Plus tard, l'employeur de Margaretta, qui était agent littéraire, lut son manuscrit, et s'enthousiasma pour le livre. Tout allait bien...

Critique:
Ce roman est très court, et très dense. La psychologie de Philippe est bien creusée. Il y a souvent des phrases très percutantes, marquantes. L'histoire paraît assez simple. La chute aussi, si on y réfléchit bien, pourtant, on ne s'y attend pas. Ce roman ira très bien à ceux qui aiment les romans policiers où l'on n'a pas trop peur. Il est assez fin, et il raconte des faits assez simples, des faits de tous les jours...
En outre, il y a un clin d'oeil assez ironique, lorsqu'on se souvient de ce que Georges Courtalès conseille à Philippe d'écrire pour son prochain roman. Il lui donne un sujet, lui assurant qu'il marche toujours. En lisant cela, nous sourions, et pensons que c'est un peu simpliste. On se dit que Courtalès exagère, que le public ne va pas dévorer un roman au sujet aussi bateau. Et pourtant, si on aime le roman de Fred Kassak, il nous prouve qu'il a raison: c'est un sujet qui marche, malgré son air simpliste.
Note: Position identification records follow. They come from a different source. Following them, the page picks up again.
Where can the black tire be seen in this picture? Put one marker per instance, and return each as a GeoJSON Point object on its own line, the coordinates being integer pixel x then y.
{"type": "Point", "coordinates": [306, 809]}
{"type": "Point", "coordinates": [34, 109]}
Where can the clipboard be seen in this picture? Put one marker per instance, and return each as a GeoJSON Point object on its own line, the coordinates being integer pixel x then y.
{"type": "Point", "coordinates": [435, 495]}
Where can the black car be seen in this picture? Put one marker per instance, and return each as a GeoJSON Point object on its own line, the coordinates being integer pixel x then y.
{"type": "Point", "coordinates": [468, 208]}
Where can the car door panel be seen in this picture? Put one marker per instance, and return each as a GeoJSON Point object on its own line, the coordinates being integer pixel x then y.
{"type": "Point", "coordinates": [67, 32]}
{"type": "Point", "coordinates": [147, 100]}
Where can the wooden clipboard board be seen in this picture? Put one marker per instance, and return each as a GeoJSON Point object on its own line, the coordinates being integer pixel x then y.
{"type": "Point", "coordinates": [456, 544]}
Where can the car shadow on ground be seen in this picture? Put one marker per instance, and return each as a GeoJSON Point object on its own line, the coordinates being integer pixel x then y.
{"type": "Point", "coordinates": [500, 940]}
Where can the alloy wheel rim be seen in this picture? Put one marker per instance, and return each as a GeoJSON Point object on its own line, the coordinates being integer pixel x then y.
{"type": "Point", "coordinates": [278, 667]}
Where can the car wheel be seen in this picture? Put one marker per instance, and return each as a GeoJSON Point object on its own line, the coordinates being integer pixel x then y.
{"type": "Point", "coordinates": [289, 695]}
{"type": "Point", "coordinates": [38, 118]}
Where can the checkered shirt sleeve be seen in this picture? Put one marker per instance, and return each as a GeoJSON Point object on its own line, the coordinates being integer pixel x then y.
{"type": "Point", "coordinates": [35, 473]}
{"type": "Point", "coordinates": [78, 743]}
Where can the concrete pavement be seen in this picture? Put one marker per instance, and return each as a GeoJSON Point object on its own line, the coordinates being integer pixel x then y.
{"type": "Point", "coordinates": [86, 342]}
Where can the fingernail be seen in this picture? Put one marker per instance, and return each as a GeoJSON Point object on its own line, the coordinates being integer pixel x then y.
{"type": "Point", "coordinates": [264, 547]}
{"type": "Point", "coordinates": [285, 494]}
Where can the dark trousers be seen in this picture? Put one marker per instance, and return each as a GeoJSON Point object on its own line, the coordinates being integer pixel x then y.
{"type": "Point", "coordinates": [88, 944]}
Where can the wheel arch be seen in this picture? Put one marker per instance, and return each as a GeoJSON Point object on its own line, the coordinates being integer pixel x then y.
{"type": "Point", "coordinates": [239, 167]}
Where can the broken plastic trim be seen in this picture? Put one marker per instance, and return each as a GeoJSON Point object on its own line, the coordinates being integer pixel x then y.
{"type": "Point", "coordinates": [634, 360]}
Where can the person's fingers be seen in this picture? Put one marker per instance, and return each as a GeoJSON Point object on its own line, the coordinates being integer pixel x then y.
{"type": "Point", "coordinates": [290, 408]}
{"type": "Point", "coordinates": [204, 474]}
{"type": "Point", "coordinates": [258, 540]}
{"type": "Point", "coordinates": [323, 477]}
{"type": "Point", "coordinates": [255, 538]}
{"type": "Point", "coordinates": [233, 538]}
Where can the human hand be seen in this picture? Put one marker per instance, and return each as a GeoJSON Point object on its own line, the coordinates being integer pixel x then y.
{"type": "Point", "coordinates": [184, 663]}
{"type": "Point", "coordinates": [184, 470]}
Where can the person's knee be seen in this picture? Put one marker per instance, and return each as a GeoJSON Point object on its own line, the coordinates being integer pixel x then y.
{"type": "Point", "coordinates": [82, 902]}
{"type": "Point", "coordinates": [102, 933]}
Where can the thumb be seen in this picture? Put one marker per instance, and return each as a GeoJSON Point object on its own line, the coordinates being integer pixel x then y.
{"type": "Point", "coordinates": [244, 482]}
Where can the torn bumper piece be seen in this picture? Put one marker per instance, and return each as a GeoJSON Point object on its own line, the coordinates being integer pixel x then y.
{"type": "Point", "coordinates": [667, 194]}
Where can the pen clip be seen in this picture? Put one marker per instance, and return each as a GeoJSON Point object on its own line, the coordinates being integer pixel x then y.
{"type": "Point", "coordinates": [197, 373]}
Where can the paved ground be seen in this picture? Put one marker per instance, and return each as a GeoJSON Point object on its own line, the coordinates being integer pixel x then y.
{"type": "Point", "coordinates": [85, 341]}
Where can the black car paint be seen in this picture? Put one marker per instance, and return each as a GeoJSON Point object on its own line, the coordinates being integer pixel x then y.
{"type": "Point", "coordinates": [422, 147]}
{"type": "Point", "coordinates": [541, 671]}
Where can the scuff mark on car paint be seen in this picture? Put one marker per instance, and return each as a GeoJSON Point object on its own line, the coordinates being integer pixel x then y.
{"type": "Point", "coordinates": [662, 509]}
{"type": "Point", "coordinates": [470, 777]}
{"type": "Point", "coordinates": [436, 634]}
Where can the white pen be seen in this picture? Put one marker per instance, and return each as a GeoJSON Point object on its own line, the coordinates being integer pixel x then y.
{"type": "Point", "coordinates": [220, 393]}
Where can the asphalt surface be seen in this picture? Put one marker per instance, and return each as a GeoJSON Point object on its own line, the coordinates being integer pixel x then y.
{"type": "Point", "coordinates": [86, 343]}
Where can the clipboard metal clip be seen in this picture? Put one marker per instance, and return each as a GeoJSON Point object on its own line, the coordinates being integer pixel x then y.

Il suffit que l'auteur sache le traiter avec finesse, ait un style percutant, et il en fait un bon sujet.

Il existe un film de 1959: ON N'ENTERRE PAS LE DIMANCHE de Michel Drach avec Philippe Mory en noir et blanc, durée 1h34min.

Éditeur: éditions du Masque.
La version audio que j'ai entendue a été enregistrée par Jacqueline Candil Lopez.